The last time a casino license for Wynn Resorts was on the line in Massachusetts, Steve Wynn was front and center, and Bill Weld — the former Republican governor who’s now mulling a run at President Trump — sat right beside him as his lawyer.
That was then. Today, Wynn is out as CEO, after facing multiple charges of sexual assault and misconduct, which he denies. Weld is pursuing a more personal political gamble. And Wynn Resorts is battling to keep its license, while keeping some distance from ML Strategies, the marquis lobbying firm that lists Weld as a principal and helped to shepherd the casino company through the Massachusetts regulatory process.
“ML still represents Wynn Resorts,” said Michael Weaver, chief communications officer for Wynn Resorts. But, according to Weaver, when Wynn Resorts goes back before the Gaming Commission, the presenters will be Matt Maddox, the new CEO; Phil Satre, the new board chairman; and Ellen Whittemore, the new chief legal counsel. And “outside counsel, which would not be ML. I don’t anticipate ML would have a role in the hearing process,” said Weaver.

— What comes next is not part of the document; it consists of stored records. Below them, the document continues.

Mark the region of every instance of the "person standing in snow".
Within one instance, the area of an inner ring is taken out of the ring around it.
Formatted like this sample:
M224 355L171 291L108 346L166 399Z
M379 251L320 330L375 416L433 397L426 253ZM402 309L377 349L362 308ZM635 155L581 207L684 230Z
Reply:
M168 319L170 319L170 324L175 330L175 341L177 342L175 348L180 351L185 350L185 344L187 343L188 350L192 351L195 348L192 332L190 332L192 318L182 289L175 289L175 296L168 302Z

He identified Wynn Resorts’ outside counsel as attorneys with Brown Rudnick, a Boston firm, and Fox Rothschild, a national firm with offices in Las Vegas.
It’s another way to put a fresh face on a company very much identified with the one disgraced by Steve Wynn. The company has replaced most of its board and says executives who knew about Wynn’s alleged sexual misconduct, but did nothing, are gone. Of those currently listed as “qualifiers” for the Massachusetts casino license, just two are holdovers from the original license application: Maddox and Elaine Wynn, the former wife of Steve Wynn, who is now the company’s largest private shareholder. She’s not currently on Weaver’s list of expected presenters to gaming regulators — an omission that means she won’t be publicly asked what she and others knew about Steve Wynn’s conduct.
ML Strategies was credited with holding Steve Wynn’s hand during the licensing process while flexing its political muscle on his behalf. Asked about the current relationship with Wynn Resorts, Stephen Tocco, ML’s chairman and CEO, said via e-mail, “I continue to be their general consultant and lobbyist. . . . I will remain involved throughout the process.” However, according to Tocco, Weld no longer has an official role with ML Strategies. He will take a formal leave of absence when he officially announces his presidential run, “likely in April,” said Tocco. Weld also took a leave in 2016 when he ran as vice president on the Libertarian Party ticket.
Weld is still registered as a lobbyist with the secretary of state’s office. But with Wynn, he said he was working as an attorney “on the Mintz Levin side of the house” and billed for his time by the hour. Last October, Weld said he would again be “front and center” at upcoming Wynn license hearings, as a lawyer representing Wynn MA LLC. Of course, that was before he publicly contemplated a challenge to Trump — and just as Steve Wynn filed a lawsuit against the Gaming Commission, its chief investigator, and Wynn Resorts.
The lawsuit delayed the start of hearings that will ultimately lead to a decision about the future of the Everett casino, which Wynn Resorts won the license to operate in 2014. After The Wall Street Journal broke the story about Wynn, Massachusetts investigators were dispatched to find out what they missed the first time: who in the company knew about Wynn’s behavior. When it finally gets those findings, the Gaming Commission will then decide whether a supposedly transformed Wynn Resorts is “suitable” to keep its license. It comes on the watch of a new Gaming Commission chair, Cathy Judd-Stein, who was appointed by Governor Charlie Baker — who was a member of Weld’s cabinet when he was governor.
Better for the fresh faces of Wynn Resorts to make their case without any old faces associated with Steve Wynn sitting next to them.